'Come out of that!'

'What's the matter?' Dick's voice did not sound as unconcerned as he would have wished.

'You come out!'

'No need to speak like that,' and Dick emerged. He thought it wise to ignore Archie. 'Hallo, Norah,' he said. 'Why didn't you wait at the camp?'

The assumption of ownership was ill-timed. Archie's sunburnt face went brick red, and he came very close to Dick.

'If you don't clear out, I'll break you up.'

Dick Ward towered above his adversary, but there his advantage ended. He carried too much flesh, and his splendid torso looked best under a tennis shirt. But Archie's muscles had been worked into steel by twenty-five-mile days after elephant, and made him as awkward an opponent as a six-inch shell.

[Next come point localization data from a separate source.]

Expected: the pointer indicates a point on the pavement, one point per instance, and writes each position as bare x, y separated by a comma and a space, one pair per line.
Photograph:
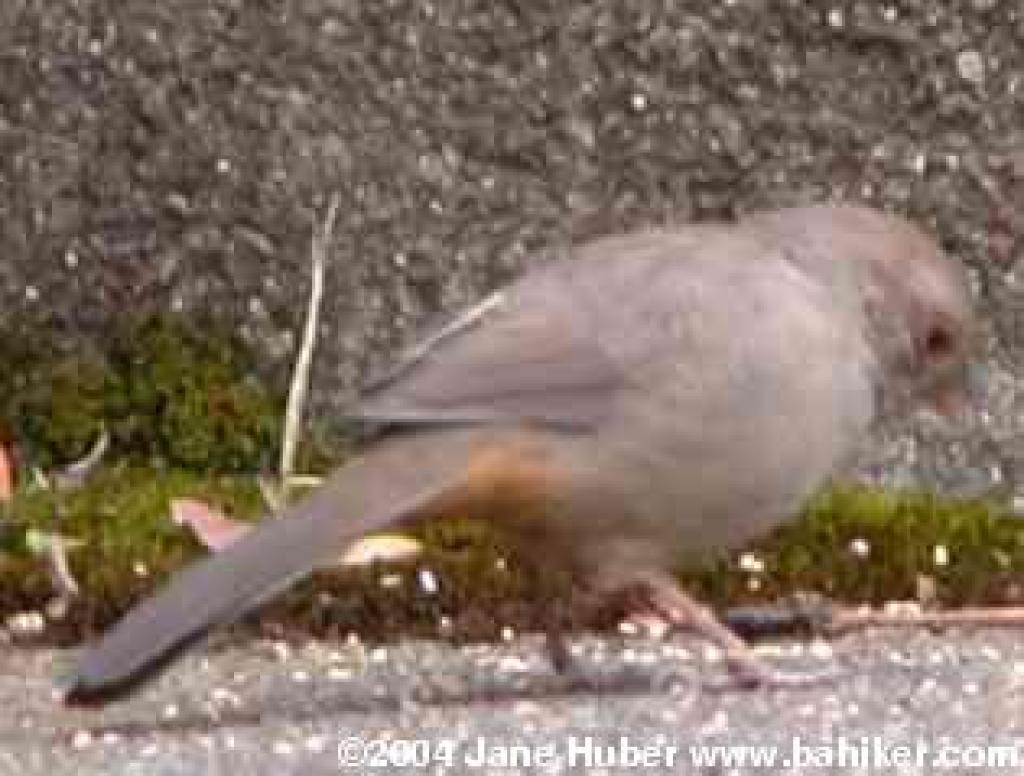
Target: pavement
903, 701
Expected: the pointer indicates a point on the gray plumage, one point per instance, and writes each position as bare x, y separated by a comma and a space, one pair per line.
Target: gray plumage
666, 392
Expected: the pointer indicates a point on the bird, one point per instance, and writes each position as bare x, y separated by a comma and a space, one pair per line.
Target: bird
664, 394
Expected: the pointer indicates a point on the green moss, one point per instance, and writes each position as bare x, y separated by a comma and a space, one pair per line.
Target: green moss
121, 519
901, 531
175, 392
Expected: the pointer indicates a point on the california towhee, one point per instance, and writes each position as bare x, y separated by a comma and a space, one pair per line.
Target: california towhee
668, 393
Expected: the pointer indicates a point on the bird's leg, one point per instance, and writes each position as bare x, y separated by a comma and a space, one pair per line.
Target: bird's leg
679, 610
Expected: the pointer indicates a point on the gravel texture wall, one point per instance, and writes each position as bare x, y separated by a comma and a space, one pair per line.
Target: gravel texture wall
173, 156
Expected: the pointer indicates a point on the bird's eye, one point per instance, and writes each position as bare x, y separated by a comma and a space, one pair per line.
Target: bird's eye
939, 343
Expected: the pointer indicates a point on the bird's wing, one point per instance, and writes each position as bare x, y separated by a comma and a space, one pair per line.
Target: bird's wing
523, 355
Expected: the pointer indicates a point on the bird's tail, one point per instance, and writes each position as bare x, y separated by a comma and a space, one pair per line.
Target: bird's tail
396, 482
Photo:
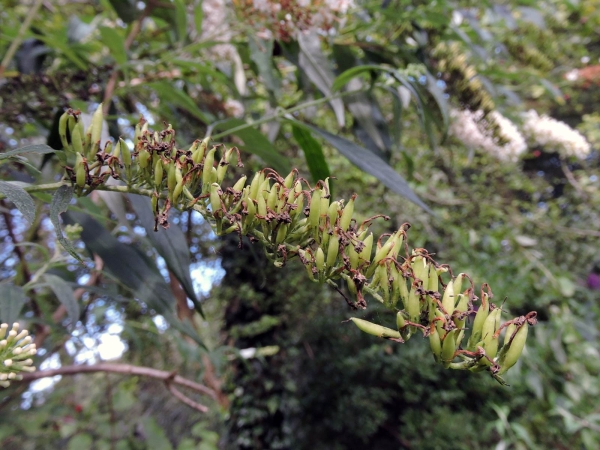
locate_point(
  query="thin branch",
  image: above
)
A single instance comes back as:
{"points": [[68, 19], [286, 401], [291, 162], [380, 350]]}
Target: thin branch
{"points": [[114, 76], [17, 41], [283, 112], [126, 369], [182, 398], [112, 188]]}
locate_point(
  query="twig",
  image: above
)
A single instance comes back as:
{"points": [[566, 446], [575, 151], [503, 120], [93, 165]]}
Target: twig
{"points": [[571, 179], [126, 369], [192, 404], [283, 112], [17, 41], [114, 76]]}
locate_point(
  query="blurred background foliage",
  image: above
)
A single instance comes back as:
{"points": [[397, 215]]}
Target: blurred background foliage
{"points": [[325, 87]]}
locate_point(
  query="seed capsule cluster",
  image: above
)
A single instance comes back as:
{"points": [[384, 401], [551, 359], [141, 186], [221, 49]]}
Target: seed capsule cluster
{"points": [[16, 351], [291, 218]]}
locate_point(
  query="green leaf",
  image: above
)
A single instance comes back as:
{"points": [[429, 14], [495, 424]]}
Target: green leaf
{"points": [[198, 19], [38, 148], [313, 153], [155, 435], [256, 143], [181, 19], [12, 299], [261, 52], [438, 95], [115, 43], [372, 164], [343, 78], [169, 94], [60, 203], [133, 269], [65, 296], [317, 68], [20, 198], [126, 9], [80, 441], [171, 244]]}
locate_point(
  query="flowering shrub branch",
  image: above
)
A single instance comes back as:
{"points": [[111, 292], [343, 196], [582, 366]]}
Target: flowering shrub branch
{"points": [[292, 219]]}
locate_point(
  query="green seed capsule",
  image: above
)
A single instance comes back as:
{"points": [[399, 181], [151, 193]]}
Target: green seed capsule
{"points": [[315, 207], [435, 343], [171, 177], [143, 159], [365, 255], [320, 259], [374, 329], [289, 180], [96, 126], [77, 140], [125, 152], [80, 172], [448, 298], [254, 185], [510, 330], [239, 186], [207, 170], [62, 131], [177, 191], [262, 206], [449, 347], [158, 174], [413, 307], [347, 214], [272, 198], [512, 355], [332, 213], [281, 233], [400, 321], [333, 250]]}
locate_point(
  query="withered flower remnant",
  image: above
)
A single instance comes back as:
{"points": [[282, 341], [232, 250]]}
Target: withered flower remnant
{"points": [[291, 218]]}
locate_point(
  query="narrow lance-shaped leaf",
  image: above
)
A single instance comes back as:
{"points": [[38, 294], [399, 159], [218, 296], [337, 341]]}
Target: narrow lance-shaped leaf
{"points": [[170, 244], [313, 153], [316, 66], [12, 299], [60, 203], [38, 148], [255, 142], [132, 268], [21, 199], [261, 52], [65, 296], [372, 164]]}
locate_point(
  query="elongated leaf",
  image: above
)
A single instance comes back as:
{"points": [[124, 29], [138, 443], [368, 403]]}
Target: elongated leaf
{"points": [[65, 296], [438, 95], [181, 20], [316, 66], [115, 43], [12, 299], [313, 153], [38, 148], [255, 142], [372, 164], [170, 244], [133, 269], [261, 52], [179, 98], [20, 198], [60, 203], [345, 77]]}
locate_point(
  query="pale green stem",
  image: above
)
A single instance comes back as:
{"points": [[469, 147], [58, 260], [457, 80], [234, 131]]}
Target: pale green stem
{"points": [[283, 112], [20, 35]]}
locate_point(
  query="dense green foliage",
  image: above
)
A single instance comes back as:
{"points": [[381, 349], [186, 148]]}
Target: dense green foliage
{"points": [[528, 226]]}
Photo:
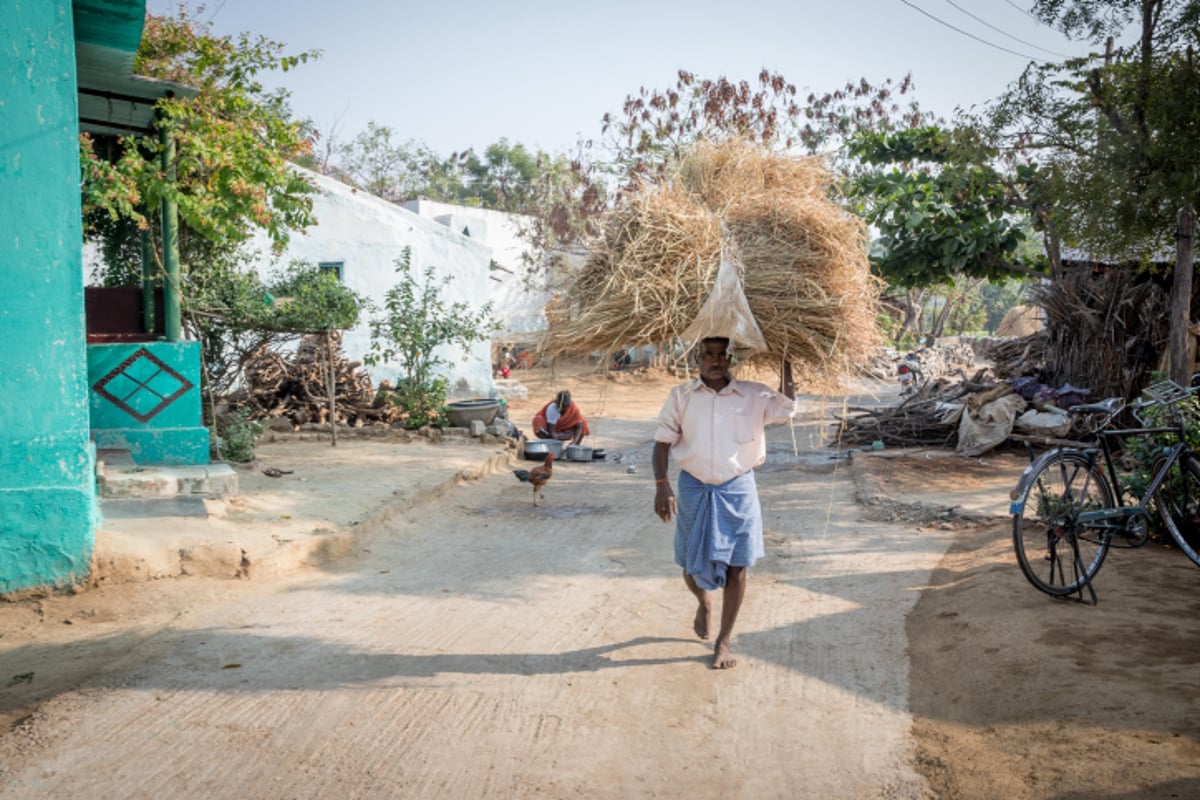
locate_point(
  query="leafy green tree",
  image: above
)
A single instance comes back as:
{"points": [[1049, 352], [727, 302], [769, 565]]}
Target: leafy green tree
{"points": [[234, 140], [940, 208], [1119, 131], [417, 322], [390, 169], [237, 314], [947, 218]]}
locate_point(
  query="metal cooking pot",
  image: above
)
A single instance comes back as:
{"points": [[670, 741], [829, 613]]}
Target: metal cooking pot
{"points": [[579, 452], [538, 449]]}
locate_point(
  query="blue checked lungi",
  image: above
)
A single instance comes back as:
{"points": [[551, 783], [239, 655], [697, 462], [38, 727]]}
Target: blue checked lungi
{"points": [[717, 527]]}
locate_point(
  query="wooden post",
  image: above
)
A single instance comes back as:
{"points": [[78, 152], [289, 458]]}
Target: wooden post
{"points": [[1181, 296], [331, 386]]}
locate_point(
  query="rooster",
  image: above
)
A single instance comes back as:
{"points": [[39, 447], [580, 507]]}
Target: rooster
{"points": [[538, 476]]}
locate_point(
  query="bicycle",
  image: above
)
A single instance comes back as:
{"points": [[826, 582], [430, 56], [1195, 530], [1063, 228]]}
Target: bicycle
{"points": [[1069, 506]]}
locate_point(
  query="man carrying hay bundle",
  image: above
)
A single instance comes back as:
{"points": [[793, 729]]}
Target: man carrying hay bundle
{"points": [[714, 427]]}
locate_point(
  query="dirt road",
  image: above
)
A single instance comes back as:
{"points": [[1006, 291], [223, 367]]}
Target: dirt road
{"points": [[486, 648]]}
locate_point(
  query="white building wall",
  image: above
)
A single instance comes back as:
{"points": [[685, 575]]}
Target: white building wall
{"points": [[367, 235], [519, 308]]}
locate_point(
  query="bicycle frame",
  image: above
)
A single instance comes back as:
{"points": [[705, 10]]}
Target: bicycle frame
{"points": [[1123, 511]]}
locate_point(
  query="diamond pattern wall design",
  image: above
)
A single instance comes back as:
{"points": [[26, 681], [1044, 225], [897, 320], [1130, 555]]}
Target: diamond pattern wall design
{"points": [[142, 385]]}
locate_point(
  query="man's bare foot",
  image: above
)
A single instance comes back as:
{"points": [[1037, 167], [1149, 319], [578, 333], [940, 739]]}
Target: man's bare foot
{"points": [[701, 623], [723, 659]]}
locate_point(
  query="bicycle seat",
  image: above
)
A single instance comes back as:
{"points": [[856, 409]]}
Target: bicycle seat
{"points": [[1107, 405]]}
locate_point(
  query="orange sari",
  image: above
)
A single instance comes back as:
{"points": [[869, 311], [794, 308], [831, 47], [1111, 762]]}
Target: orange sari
{"points": [[567, 422]]}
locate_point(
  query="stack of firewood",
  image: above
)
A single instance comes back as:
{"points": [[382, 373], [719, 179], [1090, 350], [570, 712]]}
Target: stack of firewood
{"points": [[922, 420], [295, 386]]}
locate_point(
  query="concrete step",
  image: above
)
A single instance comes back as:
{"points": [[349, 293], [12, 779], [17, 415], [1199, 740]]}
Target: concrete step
{"points": [[119, 476]]}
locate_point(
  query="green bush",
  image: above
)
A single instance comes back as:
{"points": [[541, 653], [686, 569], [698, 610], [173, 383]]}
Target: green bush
{"points": [[1145, 452], [421, 403], [237, 435]]}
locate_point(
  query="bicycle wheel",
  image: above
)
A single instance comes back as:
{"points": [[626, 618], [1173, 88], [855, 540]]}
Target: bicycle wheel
{"points": [[1179, 505], [1055, 551]]}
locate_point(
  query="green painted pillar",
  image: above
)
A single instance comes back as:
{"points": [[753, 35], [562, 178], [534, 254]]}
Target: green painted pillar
{"points": [[148, 281], [172, 290], [47, 462]]}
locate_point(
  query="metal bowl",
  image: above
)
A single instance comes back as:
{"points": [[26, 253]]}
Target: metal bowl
{"points": [[538, 449], [579, 452], [463, 413]]}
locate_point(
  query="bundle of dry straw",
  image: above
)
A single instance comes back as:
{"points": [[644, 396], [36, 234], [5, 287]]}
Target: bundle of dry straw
{"points": [[805, 269]]}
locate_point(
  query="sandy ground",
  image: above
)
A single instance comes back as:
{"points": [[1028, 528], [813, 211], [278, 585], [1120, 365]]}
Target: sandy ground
{"points": [[480, 648]]}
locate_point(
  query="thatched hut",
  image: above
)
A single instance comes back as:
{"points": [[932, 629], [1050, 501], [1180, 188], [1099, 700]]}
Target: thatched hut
{"points": [[804, 263]]}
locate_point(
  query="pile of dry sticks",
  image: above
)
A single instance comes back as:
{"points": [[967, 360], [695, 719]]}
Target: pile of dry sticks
{"points": [[922, 419], [295, 386]]}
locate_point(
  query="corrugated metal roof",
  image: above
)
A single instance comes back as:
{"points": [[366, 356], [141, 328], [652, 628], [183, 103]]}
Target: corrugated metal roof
{"points": [[112, 98]]}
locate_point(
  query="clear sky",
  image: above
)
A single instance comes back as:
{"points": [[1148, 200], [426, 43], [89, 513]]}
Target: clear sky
{"points": [[544, 72]]}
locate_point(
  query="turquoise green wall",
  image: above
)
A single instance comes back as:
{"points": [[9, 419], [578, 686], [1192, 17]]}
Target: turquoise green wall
{"points": [[156, 380], [47, 481]]}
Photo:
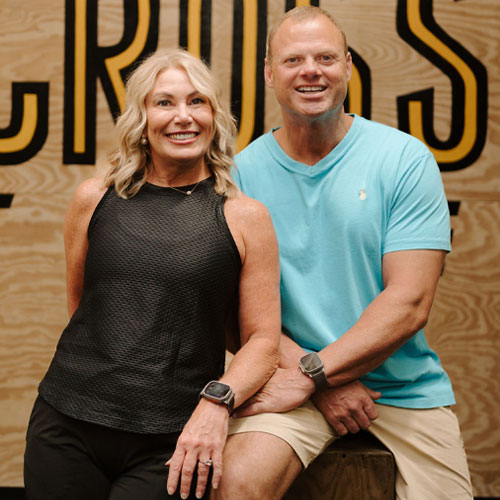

'My dear Sinclair,' said Dick, 'we must talk this over like men of the world.' The tone of patronage alone would have been enough. Archie's feet shifted and his right knee turned and bent for the upper-cut that in another second would have smashed upwards under Dick's jaw, when Norah's low voice broke in:—

'Archie! Dick! Don't; you're making things worse!'

Her instinct was to save her lover. He was in danger, he was her lover. The pity she had lately felt for Archie was in a way disloyalty to Dick.